Le best practice per lo sviluppo a basso impatto

Per realizzare applicazioni green, è necessario ripensare l’intero processo di sviluppo, integrando nelle fasi di progettazione principi che promuovano l’efficienza energetica. Tra le best practice emergenti è importante partire da un’adeguata progettazione, dal design. Serve progettare l’architettura del software con l’obiettivo di ridurre il carico computazionale, attraverso pattern di sviluppo che minimizzino le operazioni superflue e ottimizzino l’uso delle risorse.

La piramide del Green Software
La piramide del Green Software (fonte: Green Software Foundation)

Il secondo passaggio riguarda l’ottimizzazione del codice, che si traduce nell’ottimizzo di algoritmi efficienti e strutture dati appropriate per ridurre il numero di cicli Cpu necessari. Un codice più snello e performante implica meno risorse computazionali e, di conseguenza, un minor consumo energetico. Serve quindi integrare tool di monitoraggio implementando strumenti che forniscano in tempo reale il quadro completo del consumo energetico, così da consentire interventi tempestivi per migliorare le prestazioni ambientali dell’applicazione.

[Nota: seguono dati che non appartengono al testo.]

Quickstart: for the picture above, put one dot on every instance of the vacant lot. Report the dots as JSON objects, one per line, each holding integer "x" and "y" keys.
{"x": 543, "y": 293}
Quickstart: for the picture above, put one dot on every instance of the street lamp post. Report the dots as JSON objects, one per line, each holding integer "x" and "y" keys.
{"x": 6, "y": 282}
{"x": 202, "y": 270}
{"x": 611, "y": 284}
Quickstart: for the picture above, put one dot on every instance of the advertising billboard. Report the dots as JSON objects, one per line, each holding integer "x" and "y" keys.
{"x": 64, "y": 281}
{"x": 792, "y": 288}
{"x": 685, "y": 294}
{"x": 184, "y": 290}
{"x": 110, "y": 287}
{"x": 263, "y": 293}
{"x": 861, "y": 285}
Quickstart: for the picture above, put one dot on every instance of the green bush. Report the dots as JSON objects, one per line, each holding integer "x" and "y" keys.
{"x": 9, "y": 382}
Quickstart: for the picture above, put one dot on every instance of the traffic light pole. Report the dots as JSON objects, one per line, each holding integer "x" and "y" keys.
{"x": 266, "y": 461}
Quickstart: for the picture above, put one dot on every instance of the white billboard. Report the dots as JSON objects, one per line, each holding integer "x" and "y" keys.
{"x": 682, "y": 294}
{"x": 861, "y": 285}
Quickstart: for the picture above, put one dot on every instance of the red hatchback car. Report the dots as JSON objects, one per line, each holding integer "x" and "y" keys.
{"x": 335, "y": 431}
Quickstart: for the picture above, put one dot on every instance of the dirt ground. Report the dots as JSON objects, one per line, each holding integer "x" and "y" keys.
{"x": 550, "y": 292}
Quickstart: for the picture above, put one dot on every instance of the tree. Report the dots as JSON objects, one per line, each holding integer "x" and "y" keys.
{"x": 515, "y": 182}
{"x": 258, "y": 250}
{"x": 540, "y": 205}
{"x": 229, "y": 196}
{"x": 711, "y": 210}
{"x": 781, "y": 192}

Dal punto di vista architetturale, si rivelano di particolare aiuto, nell’idea di green software engineering, lo sviluppo containerizzato e i microservizi perché permettono di isolare i processi, ottimizzando la distribuzione del carico di lavoro e riducendo gli sprechi di risorse. Ultimo ma non ultimo è importante eliminare funzionalità non essenziali e mantenere l’applicazione il più possibile snella, focalizzandosi su ciò che è veramente necessario per il funzionamento e l’efficienza (il cosiddetto software bloat).

Sono tutte pratiche che, se integrate sin dalla fase di progettazione, non solo migliorano l’impatto ambientale del software, ma offrono anche benefici in termini di performance e riduzione dei costi operativi. Per questo è importante scegliere strumenti di sviluppo adeguati. Con una nota: nei casi in cui questi siano già predefiniti dalle scelte aziendali sarà sempre possibile ottimizzare economie green nel software. Per esempio Jnode, è un sistema di runtime open-source interamente scritto in Java, per questi obiettivi oramai da considerare quasi “tradizionale”. Ma Jnode rappresenta anche un ambiente minimalista che elimina l’overhead di sistemi operativi più complessi. Grazie alla sua architettura leggera, permette di eseguire applicazioni in modo più efficiente dal punto di vista energetico, offrendo una piattaforma ideale per sviluppatori che desiderano implementare soluzioni green. La sua natura modulare e il supporto per Java facilitano la scrittura di codice ottimizzato, riducendo il carico computazionale e, di conseguenza, il consumo energetico.